Thursday, July 8, 2010

hate on elizabeth hasselbeck...

and support bodyworkers everywhere.

M2 sent me a link this morning, asking me to sign a petition demanding The View apologize to LMTs for slandering our entire profession. I did, of course. I won't ask you all to sign it, since it's written from the point of view of a massage professional, but should you like to register your own displeasure by writing to The View and telling them they suck for implying M2 and I and all our colleagues are whores, I would not dissuade you. Want to see what we're talking about? This.

But the whole thing about Al Gore supposedly trying to get frisky with a therapist reminds me that someone once told me they had worked on him and that he specifically asked that his glutes and his abdomen not be left out. I wish I could remember who said that to me. It obviously wasn't one of my massage school classmates, and I'm fairly sure it wasn't one of our instructors. So it was either someone I took a seminar from or with or someone I worked with at The Evil Massage place.

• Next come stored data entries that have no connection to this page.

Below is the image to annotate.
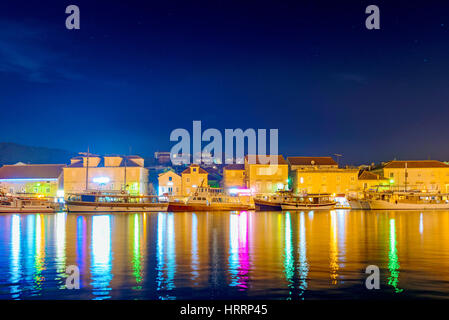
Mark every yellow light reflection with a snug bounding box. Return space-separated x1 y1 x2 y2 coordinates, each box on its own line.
34 214 45 291
329 211 338 285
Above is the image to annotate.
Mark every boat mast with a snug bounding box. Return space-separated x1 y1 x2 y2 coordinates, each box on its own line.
86 146 89 191
404 161 408 191
124 155 127 191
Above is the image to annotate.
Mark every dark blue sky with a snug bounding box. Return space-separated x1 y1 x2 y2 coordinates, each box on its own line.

Anyway, it occurs to me that perhaps that is the kind of thing that would lead to misunderstandings with a therapist who is inexperienced, especially one who didn't go to a good massage school and/or really doesn't know deep tissue work. I do glutes in probably 90% or more of the massages I give, because a.) it feels good and b.) most people need it. If you haven't had an elbow stuck into your piriformis, you haven't lived, yo. And when I've done it on people I haven't worked on before, I am always surprised at the number of people who've had lots of bodywork who tell me no one's ever done their glutes before and OMG why not? 'cause that was really helpful. In other words, there are a whole lot of massage therapists out there neglecting that part of the body, apparently, and if you haven't been taught to do it as a regular part of a treatment, maybe you do think it's somehow weird and inappropriate for a client of the opposite sex to ask for it. Abdominal work, on the other hand, is something I rarely do, even though I know how and am fine with doing it, because that weirds out most clients. Most people don't like their bellies touched, even if it would be good for them. It's a vulnerable area, plus people have all kinds of shame issues about exposing theirs. So, again, if it weirds you out as a therapist, too, having someone specifically ask for it might make you uncomfortable.

None of this rules out that Al Gore isn't just a skeezebag who made an inappropriate advance, of course. You know how American politicians are. But it just made me wonder. People are capable of misconstruing other people's intentions.

But, in any case, you know you hate those women on The View anyway. Don't you want to tell them they're ignorant just for me and M2?

xoxo

1 comment:

Uncle said...

Did I need an excuse to trash The View? Not really, but trash I will. I'm still of course wondering how this particular person has DNA evidence from what-so-many years ago? If Al was a sleaze, maybe he wasn't the only sleaze in the room.

And damn everyone who messes with your profession.